I felt pretty much the same way.  I was ambivalent about even sending out the collection.  When an editor I respected echoed my feelings, I decided to shelve the collection.

The columns were meant to be read one at a time.

With the eightieth column, though, I decided to unearth the collection and post it here.  Not all at once.  That doesn’t work.  Twenty-six consecutive columns is overwhelming.

Instead, I’ll post one column every other Tuesday.  This will start next Tuesday.  When they’re all live, I intend to return to this post and create a series of links so that you can find the whole collection in one place.

A note on the columns:

The columns in this collection are arranged in a more or less chronological manner according to when the events in the column occurred (not when the column was written). Outside of changing a few things we missed in the first round of proofreading, the columns are the same as the ones that ran in Razorcake. I edited nothing from the perspective of an older and wiser writer. I chose not to include several early columns because the best of them ran in my collection Glue and Ink Rebellion. I’m slightly ashamed of the poor quality of the rest of them. For that reason, most of the columns in this collection ran in Razorcake between 2005-2012.

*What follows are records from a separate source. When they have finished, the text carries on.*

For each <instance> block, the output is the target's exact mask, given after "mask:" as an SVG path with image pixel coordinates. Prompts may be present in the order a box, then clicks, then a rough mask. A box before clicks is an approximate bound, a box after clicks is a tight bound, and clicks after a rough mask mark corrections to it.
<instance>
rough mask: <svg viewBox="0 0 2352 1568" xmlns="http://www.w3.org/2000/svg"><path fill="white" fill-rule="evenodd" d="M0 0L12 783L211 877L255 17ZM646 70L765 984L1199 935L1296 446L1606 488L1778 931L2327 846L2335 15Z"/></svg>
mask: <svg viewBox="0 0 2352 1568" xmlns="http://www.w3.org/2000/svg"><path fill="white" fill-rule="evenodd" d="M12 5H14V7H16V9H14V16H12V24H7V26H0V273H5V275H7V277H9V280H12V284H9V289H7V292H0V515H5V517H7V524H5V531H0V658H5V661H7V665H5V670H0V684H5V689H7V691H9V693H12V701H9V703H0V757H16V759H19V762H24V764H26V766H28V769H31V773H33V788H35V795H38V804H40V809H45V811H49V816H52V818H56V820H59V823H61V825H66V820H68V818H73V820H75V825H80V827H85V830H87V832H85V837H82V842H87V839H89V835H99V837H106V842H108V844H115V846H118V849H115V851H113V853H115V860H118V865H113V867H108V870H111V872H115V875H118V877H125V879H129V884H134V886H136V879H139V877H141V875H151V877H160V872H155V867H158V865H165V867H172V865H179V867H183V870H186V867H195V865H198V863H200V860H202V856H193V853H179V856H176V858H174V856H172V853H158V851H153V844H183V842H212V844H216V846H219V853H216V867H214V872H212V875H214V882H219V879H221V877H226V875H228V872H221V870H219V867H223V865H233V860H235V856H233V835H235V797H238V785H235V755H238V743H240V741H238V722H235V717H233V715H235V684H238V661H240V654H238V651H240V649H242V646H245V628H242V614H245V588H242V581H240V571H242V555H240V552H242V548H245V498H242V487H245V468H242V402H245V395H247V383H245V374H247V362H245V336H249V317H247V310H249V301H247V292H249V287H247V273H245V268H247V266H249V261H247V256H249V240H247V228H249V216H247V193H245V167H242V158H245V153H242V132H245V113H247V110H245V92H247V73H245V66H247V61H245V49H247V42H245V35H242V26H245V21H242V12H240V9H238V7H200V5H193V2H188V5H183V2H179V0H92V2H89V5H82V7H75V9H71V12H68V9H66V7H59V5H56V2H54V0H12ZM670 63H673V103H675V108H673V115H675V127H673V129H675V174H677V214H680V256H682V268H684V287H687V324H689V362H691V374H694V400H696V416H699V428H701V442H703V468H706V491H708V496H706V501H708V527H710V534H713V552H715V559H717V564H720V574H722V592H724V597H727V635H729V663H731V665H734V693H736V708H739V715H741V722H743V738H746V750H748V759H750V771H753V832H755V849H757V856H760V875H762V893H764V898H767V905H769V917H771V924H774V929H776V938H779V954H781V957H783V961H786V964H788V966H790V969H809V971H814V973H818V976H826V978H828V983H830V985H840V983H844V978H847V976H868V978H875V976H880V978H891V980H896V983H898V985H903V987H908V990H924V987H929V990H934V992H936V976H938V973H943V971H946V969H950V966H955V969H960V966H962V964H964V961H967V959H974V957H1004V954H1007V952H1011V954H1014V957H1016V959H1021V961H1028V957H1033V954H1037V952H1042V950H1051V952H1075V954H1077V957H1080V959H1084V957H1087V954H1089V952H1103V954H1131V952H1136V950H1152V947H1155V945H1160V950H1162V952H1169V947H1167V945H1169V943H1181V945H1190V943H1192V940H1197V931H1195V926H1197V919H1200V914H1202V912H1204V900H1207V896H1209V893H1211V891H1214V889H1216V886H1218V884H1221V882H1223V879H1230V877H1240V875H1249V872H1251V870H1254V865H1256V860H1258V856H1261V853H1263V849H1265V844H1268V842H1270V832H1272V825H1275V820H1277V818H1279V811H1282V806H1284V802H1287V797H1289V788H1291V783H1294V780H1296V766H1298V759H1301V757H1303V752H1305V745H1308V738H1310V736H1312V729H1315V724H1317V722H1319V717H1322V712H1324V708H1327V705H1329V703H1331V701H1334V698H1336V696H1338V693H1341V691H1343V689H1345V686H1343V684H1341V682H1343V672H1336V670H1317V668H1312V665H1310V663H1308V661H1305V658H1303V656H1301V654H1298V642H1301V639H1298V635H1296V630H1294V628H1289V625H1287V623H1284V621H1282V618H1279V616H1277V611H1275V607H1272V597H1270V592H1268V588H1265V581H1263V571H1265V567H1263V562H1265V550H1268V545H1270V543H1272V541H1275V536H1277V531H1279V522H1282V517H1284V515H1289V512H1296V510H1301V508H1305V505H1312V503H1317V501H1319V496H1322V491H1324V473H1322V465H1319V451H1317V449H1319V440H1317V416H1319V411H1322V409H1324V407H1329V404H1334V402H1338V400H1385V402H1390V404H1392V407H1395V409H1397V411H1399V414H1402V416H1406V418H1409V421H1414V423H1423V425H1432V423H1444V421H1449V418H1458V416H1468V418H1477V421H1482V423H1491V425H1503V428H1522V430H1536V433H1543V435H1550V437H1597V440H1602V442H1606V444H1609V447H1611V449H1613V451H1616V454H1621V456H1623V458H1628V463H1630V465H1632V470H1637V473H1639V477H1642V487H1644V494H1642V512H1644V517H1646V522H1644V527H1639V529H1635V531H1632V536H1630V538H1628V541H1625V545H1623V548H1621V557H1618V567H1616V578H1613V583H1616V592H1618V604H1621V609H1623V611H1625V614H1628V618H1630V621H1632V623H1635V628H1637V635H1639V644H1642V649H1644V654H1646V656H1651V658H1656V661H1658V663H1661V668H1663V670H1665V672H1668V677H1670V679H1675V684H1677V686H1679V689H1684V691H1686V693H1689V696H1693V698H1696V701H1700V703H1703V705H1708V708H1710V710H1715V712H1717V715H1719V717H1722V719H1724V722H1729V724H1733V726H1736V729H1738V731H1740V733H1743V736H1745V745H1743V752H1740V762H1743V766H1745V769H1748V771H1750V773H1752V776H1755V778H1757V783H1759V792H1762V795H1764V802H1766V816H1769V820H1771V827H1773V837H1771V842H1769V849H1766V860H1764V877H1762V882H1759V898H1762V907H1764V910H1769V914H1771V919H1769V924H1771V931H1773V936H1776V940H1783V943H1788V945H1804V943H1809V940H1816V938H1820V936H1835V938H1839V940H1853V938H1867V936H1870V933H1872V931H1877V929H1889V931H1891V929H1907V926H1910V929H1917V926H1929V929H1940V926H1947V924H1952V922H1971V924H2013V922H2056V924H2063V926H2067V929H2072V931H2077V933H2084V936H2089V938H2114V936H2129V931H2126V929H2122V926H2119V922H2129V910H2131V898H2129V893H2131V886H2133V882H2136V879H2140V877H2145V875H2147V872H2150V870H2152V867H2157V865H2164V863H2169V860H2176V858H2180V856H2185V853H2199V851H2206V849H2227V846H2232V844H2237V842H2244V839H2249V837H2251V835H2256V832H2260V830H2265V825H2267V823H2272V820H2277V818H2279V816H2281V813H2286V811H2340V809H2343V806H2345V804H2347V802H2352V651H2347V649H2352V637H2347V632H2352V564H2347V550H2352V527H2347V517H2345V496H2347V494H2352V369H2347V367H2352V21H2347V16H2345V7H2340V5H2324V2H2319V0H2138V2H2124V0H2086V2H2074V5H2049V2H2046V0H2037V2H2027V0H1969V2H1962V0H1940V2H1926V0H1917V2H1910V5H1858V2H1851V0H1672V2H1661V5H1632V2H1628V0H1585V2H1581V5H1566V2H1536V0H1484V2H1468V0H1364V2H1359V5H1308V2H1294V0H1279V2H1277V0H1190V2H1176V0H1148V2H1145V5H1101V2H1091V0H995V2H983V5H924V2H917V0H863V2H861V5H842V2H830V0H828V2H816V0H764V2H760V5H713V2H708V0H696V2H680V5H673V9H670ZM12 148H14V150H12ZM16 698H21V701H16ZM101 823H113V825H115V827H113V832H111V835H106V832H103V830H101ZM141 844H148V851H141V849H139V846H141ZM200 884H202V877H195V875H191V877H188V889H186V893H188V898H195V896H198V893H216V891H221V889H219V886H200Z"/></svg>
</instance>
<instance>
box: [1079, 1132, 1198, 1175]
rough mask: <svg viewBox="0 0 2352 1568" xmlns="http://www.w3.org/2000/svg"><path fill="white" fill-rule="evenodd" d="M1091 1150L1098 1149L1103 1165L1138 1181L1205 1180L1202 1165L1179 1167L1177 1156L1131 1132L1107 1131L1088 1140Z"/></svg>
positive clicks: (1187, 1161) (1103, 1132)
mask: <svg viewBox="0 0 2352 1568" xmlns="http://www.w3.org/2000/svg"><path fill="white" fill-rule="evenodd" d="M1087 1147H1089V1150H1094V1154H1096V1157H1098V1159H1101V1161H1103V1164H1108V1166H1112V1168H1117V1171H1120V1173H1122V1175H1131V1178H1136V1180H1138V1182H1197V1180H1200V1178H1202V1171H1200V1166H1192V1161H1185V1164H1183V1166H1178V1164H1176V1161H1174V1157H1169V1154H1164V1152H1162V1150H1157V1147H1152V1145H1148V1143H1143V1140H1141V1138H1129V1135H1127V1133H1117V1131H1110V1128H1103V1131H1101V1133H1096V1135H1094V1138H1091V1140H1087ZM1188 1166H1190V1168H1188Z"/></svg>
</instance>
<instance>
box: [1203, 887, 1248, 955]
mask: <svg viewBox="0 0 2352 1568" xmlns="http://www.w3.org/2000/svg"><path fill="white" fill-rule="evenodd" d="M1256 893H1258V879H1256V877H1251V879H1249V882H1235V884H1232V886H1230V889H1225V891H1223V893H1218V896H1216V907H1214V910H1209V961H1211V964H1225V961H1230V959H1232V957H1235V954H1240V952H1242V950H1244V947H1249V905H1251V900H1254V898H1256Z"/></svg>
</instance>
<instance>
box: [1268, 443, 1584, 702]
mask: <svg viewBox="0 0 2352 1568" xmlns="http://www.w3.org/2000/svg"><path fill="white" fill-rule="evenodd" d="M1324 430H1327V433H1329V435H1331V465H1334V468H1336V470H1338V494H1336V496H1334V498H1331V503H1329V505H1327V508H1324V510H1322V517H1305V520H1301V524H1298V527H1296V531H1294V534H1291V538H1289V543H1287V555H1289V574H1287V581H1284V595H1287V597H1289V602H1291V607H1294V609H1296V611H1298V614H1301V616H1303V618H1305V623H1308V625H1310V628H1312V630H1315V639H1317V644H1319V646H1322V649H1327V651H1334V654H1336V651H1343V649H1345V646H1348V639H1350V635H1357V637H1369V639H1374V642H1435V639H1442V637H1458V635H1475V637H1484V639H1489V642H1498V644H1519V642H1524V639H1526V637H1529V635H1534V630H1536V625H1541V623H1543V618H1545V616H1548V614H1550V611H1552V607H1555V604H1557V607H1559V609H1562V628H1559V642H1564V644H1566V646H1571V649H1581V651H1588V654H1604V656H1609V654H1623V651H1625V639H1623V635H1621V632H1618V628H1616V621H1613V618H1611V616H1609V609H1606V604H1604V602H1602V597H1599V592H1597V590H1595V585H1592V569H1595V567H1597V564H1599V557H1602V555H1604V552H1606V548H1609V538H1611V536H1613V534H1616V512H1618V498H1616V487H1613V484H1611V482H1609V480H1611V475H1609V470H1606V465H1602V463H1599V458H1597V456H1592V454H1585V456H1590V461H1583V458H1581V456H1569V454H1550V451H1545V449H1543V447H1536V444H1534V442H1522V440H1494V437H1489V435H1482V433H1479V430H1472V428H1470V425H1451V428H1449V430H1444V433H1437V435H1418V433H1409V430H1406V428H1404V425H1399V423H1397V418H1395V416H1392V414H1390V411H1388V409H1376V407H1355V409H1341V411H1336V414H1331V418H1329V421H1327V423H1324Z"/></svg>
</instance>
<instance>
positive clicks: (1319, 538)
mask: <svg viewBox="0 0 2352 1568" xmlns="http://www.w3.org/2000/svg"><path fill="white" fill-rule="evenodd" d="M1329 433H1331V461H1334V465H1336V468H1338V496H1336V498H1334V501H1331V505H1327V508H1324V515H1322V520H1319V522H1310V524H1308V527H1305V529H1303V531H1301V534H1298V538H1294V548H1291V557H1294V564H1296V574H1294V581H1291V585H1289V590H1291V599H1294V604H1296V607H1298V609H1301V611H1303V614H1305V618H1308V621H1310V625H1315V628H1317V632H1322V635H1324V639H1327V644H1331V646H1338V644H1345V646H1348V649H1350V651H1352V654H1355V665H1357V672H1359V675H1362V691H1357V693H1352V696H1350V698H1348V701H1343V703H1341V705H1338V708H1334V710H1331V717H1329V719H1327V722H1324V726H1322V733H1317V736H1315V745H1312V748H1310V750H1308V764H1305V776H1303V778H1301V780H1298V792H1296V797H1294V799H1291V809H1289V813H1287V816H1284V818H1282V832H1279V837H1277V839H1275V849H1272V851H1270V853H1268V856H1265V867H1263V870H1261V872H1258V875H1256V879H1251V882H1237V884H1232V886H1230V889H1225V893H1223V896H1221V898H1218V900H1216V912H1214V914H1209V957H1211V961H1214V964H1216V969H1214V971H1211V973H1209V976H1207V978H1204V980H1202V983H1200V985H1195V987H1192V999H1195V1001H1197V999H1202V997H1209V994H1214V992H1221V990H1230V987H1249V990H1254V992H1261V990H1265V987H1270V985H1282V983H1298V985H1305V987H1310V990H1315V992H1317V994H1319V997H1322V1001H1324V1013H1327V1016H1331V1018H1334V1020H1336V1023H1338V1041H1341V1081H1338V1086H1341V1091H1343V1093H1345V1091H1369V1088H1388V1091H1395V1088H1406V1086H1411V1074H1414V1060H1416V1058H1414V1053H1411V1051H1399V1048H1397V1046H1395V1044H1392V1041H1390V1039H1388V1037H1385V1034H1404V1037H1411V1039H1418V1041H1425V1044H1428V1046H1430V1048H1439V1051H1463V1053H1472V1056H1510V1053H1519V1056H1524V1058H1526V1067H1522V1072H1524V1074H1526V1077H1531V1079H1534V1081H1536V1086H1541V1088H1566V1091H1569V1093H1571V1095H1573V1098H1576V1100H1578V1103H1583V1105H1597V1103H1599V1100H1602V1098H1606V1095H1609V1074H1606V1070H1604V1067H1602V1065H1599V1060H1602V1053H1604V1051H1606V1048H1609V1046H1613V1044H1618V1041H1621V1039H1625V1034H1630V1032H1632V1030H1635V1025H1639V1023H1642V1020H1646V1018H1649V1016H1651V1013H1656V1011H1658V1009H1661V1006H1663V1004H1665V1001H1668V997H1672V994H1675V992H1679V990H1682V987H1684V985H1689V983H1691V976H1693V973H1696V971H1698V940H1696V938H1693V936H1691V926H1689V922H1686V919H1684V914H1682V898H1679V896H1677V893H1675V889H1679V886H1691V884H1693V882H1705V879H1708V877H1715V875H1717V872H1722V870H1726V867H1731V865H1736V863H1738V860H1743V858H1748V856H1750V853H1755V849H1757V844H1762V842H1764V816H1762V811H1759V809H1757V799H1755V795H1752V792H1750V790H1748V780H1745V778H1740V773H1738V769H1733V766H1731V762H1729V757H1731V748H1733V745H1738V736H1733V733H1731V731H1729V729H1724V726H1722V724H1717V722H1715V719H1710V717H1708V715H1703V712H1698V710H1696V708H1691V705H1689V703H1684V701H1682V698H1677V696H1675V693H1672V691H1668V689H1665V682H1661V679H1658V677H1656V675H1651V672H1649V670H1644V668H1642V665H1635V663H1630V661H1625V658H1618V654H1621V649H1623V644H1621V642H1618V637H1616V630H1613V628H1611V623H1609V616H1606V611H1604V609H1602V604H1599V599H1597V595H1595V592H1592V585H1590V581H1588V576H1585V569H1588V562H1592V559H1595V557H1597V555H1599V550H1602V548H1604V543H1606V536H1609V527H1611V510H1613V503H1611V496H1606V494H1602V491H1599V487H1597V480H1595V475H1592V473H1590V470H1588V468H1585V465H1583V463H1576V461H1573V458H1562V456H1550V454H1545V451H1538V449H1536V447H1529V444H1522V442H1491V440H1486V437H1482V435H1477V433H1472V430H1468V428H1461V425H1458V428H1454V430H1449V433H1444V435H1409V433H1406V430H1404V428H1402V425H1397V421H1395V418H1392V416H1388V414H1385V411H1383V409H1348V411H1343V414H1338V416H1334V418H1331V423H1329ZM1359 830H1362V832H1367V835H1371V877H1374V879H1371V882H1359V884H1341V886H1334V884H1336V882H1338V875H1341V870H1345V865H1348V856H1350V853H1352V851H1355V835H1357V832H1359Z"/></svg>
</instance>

If I thought that the real people involved would be embarrassed or put out by what I wrote, I changed their names. If I thought they’d be stoked or apathetic about their inclusion, I kept their real names. All of the stories are true inasmuch as any story can be true. Like anyone, I created somewhat arbitrary starting and ending points and left out details I thought would be irrelevant. Beyond that, these are the events as I remember them.